Peraturan Pemerintah Nomor 27 Tahun 2014 tentang Pengelolaan Barang Milik Negara/Daerah Pasal 4 huruf c — mengatur pengembalian barang setelah masa jabatan berakhir.
Permendagri Nomor 19 Tahun 2016 Pasal 425 — menetapkan tata cara penarikan barang inventaris untuk distribusi ulang atau penggantian.
“Pergantian anggota DPRD harus diikuti pengembalian inventaris untuk dicek dan didistribusikan sesuai prosedur.
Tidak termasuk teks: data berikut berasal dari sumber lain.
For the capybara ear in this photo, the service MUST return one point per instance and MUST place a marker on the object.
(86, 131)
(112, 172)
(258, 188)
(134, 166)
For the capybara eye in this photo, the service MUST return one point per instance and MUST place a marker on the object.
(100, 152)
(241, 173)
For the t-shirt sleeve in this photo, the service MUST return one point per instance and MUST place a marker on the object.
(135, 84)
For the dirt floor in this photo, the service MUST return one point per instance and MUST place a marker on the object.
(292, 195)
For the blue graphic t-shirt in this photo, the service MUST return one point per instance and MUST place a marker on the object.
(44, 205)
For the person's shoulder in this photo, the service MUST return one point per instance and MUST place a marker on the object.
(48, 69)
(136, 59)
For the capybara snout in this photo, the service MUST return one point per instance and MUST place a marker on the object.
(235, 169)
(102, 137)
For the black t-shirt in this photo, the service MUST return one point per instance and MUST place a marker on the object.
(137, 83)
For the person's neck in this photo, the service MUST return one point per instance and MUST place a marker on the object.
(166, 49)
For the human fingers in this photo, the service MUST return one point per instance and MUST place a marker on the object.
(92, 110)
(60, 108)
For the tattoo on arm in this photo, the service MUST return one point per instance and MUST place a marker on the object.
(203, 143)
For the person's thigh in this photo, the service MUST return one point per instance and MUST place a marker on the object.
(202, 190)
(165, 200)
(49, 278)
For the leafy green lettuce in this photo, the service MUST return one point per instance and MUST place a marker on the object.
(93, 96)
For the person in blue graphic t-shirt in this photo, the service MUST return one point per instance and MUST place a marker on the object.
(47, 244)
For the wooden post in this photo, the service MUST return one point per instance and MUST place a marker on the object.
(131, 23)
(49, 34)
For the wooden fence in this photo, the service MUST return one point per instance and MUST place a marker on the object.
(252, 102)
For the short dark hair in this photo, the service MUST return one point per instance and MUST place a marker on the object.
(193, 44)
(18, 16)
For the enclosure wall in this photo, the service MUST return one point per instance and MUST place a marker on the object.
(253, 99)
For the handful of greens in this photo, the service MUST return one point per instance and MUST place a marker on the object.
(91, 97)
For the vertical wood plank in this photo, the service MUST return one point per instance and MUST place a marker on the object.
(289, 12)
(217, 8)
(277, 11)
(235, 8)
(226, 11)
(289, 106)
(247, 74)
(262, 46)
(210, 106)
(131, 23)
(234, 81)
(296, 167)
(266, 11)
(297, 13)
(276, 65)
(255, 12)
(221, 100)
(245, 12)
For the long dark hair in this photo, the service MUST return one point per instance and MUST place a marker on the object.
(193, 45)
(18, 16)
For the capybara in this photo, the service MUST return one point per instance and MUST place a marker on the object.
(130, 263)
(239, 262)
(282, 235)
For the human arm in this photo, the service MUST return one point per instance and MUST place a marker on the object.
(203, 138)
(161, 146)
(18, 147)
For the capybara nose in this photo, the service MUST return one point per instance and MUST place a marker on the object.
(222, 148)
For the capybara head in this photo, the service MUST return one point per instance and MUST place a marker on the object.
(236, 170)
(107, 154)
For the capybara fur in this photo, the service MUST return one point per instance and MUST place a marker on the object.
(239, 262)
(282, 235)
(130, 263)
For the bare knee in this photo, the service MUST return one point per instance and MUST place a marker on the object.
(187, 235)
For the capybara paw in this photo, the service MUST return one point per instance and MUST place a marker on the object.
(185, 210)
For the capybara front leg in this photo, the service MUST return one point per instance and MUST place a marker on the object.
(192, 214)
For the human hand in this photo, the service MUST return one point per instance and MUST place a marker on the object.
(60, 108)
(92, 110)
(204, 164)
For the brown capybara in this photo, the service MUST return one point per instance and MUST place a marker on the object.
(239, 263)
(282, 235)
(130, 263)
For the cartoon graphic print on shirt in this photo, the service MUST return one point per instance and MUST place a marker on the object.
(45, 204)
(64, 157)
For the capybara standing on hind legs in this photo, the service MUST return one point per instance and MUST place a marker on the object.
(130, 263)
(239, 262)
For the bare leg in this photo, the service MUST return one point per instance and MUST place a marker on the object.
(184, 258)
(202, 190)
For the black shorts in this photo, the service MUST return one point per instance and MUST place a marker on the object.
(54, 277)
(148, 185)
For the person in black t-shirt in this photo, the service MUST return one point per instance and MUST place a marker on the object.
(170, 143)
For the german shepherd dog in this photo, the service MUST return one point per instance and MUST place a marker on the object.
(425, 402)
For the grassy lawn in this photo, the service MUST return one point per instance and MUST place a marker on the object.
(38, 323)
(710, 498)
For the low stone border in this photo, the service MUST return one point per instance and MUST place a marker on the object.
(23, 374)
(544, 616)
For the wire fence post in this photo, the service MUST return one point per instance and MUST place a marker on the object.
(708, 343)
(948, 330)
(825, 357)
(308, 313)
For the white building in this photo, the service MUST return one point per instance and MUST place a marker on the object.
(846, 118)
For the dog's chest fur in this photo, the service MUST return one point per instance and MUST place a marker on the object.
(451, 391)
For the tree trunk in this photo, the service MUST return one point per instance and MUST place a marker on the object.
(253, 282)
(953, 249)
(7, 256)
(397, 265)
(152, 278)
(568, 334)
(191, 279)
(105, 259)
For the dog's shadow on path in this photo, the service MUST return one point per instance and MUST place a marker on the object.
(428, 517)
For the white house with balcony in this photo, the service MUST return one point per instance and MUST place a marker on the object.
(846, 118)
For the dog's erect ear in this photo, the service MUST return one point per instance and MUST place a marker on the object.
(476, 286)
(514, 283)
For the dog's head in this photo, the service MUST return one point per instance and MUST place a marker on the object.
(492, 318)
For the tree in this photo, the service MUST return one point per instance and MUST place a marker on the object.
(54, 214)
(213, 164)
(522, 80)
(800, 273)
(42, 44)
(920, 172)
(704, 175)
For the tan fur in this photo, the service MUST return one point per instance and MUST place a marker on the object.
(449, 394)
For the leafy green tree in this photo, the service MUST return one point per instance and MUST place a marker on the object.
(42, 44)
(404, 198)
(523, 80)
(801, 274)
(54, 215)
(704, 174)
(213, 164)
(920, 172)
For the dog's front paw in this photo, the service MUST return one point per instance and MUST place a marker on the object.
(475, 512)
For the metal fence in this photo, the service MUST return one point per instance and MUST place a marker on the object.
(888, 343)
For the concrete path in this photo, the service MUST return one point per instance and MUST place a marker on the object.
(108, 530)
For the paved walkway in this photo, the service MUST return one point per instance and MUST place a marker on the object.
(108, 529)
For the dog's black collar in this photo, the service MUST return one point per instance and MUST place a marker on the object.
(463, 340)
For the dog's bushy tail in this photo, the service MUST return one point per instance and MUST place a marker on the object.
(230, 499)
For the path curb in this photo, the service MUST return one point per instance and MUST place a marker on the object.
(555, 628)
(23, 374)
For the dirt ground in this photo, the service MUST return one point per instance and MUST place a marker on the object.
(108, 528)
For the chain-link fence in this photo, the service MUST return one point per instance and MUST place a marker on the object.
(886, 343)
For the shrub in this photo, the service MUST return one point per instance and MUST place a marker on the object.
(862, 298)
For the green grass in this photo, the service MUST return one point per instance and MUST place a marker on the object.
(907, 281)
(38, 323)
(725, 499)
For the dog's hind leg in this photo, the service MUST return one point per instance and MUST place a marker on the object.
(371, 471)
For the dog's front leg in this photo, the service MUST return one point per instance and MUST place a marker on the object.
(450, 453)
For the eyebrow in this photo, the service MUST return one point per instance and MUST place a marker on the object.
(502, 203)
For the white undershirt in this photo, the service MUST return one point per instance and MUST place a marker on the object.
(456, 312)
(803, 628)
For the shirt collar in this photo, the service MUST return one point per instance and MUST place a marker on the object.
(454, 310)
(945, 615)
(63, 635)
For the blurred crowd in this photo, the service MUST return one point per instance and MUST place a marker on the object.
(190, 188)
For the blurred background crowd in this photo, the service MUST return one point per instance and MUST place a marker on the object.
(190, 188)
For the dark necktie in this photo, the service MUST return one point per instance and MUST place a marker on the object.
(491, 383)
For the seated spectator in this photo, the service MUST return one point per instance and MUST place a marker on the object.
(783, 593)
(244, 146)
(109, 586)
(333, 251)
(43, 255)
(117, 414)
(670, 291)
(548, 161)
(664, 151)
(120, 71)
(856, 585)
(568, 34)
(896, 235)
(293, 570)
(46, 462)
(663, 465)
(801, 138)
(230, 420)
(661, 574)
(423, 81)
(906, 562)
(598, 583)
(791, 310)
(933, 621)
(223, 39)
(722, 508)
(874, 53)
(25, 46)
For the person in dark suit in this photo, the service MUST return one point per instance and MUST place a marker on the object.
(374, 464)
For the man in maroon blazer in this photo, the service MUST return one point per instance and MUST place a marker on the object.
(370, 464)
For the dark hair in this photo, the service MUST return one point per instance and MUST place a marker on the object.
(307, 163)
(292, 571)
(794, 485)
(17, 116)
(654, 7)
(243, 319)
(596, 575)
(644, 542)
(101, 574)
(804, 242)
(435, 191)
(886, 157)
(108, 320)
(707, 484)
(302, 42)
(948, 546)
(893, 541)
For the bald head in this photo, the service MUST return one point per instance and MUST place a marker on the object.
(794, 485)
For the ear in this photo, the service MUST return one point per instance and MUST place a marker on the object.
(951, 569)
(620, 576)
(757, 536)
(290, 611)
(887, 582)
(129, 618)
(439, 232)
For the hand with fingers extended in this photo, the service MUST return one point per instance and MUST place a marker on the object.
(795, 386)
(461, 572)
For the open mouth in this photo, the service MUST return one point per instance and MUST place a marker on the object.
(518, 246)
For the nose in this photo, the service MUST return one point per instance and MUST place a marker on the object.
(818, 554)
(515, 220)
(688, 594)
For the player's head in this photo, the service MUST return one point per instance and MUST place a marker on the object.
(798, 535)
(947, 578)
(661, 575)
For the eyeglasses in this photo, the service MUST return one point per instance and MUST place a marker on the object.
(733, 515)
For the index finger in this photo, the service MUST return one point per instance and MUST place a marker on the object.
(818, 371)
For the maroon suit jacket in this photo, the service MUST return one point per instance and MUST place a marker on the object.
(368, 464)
Ini bukan sekadar administrasi, tapi kewajiban hukum,” tegas Riyan.
Baju Dinas dan PIN DPRD: Pengadaan Tidak Boleh Berlarut
Selain laptop, Riyan menyoroti keterlambatan pengadaan baju dinas DPRD yang masih dalam proses serta PIN DPRD yang sempat gagal lelang dan baru direncanakan kembali pada APBD 2026.
Ia mengacu pada:
UU Nomor 23 Tahun 2014 Pasal 208 ayat (2) — kewajiban menyediakan sarana kerja DPRD secara tepat waktu.
Peraturan LKPP Nomor 12 Tahun 2021 Pasal 50 — memungkinkan percepatan lelang ulang untuk kebutuhan strategis pemerintahan.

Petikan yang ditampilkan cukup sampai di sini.